Dziś już wiadomo, że tak nie będzie, a ekipą beniaminka ENEA Ekstraligi dowodzić będzie pod Jasną Górą ponownie Jacek Woźniak. Trener zajmujący się na co dzień szkoleniem adeptów prowadził już Polonię w minioną niedzielę w Gdańsku i wygrał spotkanie.

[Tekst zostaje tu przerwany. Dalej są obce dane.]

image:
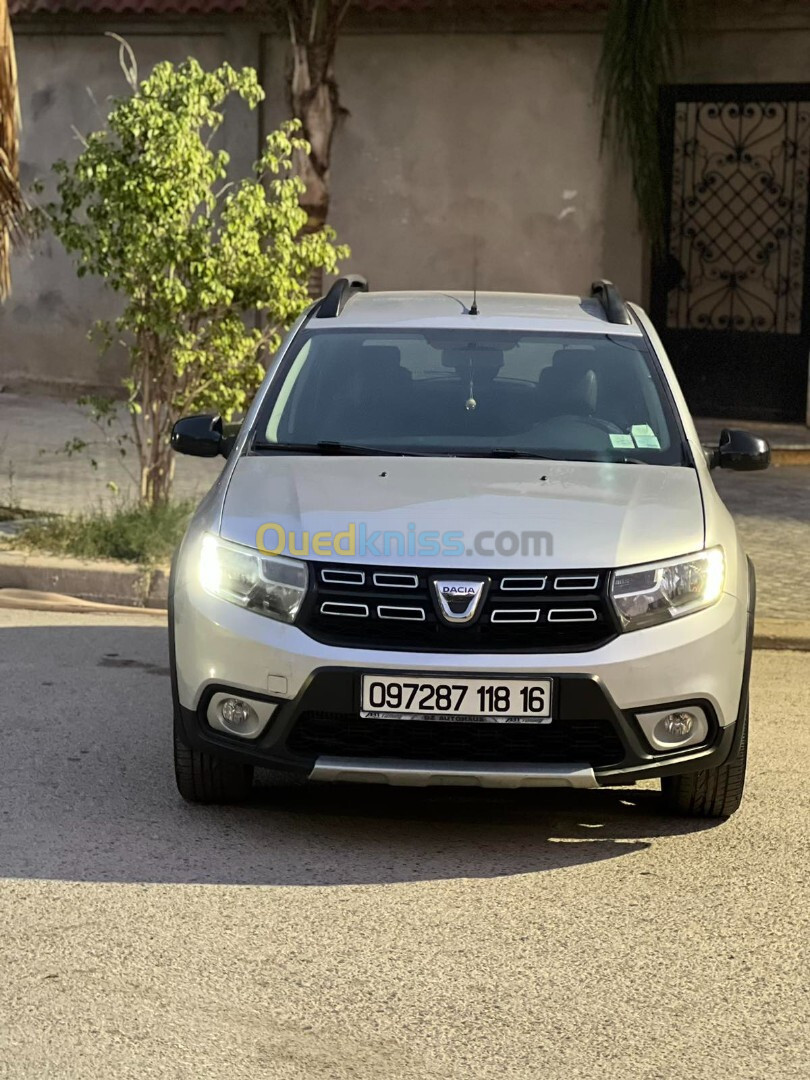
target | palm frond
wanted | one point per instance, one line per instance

W gronie kandydatów na menedżera żużlowców znad Brdy - jak mówi prezes Dering - są cztery osoby. Tak naprawdę jednak w wyścigu o to stanowisko liczą się tylko Czesław Czernicki i Sławomir Kryjom. A ich notowania i szanse na pracę w Polonii zmieniają się jak w kalejdoskopie. Stąd może zwłoka w wyborze następcy Kanclerza. Wszystko ma wyjaśnić się dopiero w przyszłym tygodniu.